Update: This essay is now up at WLTC, if you like it, go vote for it!
They’re everywhere, and they’re annoying. They’re called CAPTCHAs and they’ve become a ubiquitious part of blog commenting. Bloggers use them as a quick and dirty solution to an annoying problem without consideration for the annoyance they will cause the reader.
I want to persuade all bloggers who are using them to please stop.
What are they?
CAPTCHA stands for “completely automated public Turing test to tell computers and humans apart”. I know it should really be CAPTTTTCHA but hey, I didn’t come up with the acronym.
Before bigots destroyed his life, Alan Turing posited the idea of a test to determine machine sentience. His test was designed to decide if a computer had achieved artificial intelligence. So far no computer has passed a Turing test, but the CAPTCHA uses the idea of a Turing test in reverse, testing if a supposed person is really a person and not a computer program pretending to be a person.
So a CAPTCHA is a test to make sure the person posting a comment (or anything else, but I’m concentrating on the blogging usage here) is really a person, and not a spam generator trying to post comments about card games, prescription drugs or sex. It usually involves an image showing some distorted text, requiring the user to type in what they see in the distorted text.
Why are they bad?
Anything that stop spammers is good, right? Well generally yes, but some things that stop spammers are better than others; so much better that the inferior solutions become un-necessary. There are many problems with CAPTCHAs:
- Any extra work required to comment is likely to deter some people from commenting at all.
- Sometimes the images are so distorted they’re almost impossible to read, even with perfect eyesight.
- CAPTCHAs are hackable. Spammers are smart, they can get past many of our barriers.
- Visually impaired users are completely excluded (although there are audio CAPTCHAs available now).
- Dyslexics have a hard time too.
- There are better and less intrusive solutions.
What are these better solutions?
Hopefully by now I’ve convinced you that CAPTCHAs are not the best solution to the spam flood. Now it’s time to bring in the alternatives, but before I offer my alternatives, we should decide what our requirements are. An effective and non-intrusive spam blocker should:
- Require nothing or as little as possible from the valid commenter.

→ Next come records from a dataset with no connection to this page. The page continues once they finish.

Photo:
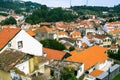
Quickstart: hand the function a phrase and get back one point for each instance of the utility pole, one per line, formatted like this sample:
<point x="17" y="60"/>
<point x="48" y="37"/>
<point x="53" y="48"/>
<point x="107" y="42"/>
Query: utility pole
<point x="70" y="4"/>
<point x="86" y="2"/>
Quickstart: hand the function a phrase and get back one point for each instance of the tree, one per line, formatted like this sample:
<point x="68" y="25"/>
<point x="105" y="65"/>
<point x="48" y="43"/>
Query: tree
<point x="8" y="21"/>
<point x="68" y="74"/>
<point x="71" y="48"/>
<point x="53" y="44"/>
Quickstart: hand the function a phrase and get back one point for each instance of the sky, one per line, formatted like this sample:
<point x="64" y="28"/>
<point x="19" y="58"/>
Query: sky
<point x="66" y="3"/>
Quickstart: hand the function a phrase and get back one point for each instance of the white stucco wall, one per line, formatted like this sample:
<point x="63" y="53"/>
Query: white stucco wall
<point x="30" y="45"/>
<point x="24" y="67"/>
<point x="80" y="71"/>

- Require as little effort as possible from the webmaster/blog owner.
- Work on as many blog platforms as possible, or have similar alternatives for other blogging platforms.
- Stop as much spam as possible.
- Not interfere with valid comments
Here are the solutions which I feel best meet these requirements:
Centralized spam database
This is what I use, in the form of Akismet. The idea is that all spam comments get submitted to a central server. Each time someone comments on your blog the comment gets checked against the central database. If the comment looks like spam it is automatically flagged as such. The person leaving the comment didn’t have to do anything. The blogger just has to check for false positives occasionally. Everybody is happy.
So far Akismet has stopped over 15,000 comments from being published on my blog with about three false positives (comments marked as spam which were not spam) that I know of and about 5 false negatives (spam comments that did not get marked as spam).
Akismet is designed for WordPress but will work with other blogging platforms, and the API is open source.
The downside of this solution is the reliance you have on a central database. If the database goes down or disappears altogether then the spam flood will begin again. But while it’s around, why not take advantage of it?
Comment analysis programs
Programs like the Bad Behaviour plugin for WordPress take all comments received and analyze them for telltale signs of spaminess. Using data hidden in the HTTP headers like user agent information it is possible to tell if a comment came from a legitimate user or a spambot.
The downside of this kind of solution is that it has to be smarter than the spammers, and spammers are smart. Bad Behaviour works very well though, or so I’ve heard; Akismet takes care of things so well that I haven’t needed extra solutions.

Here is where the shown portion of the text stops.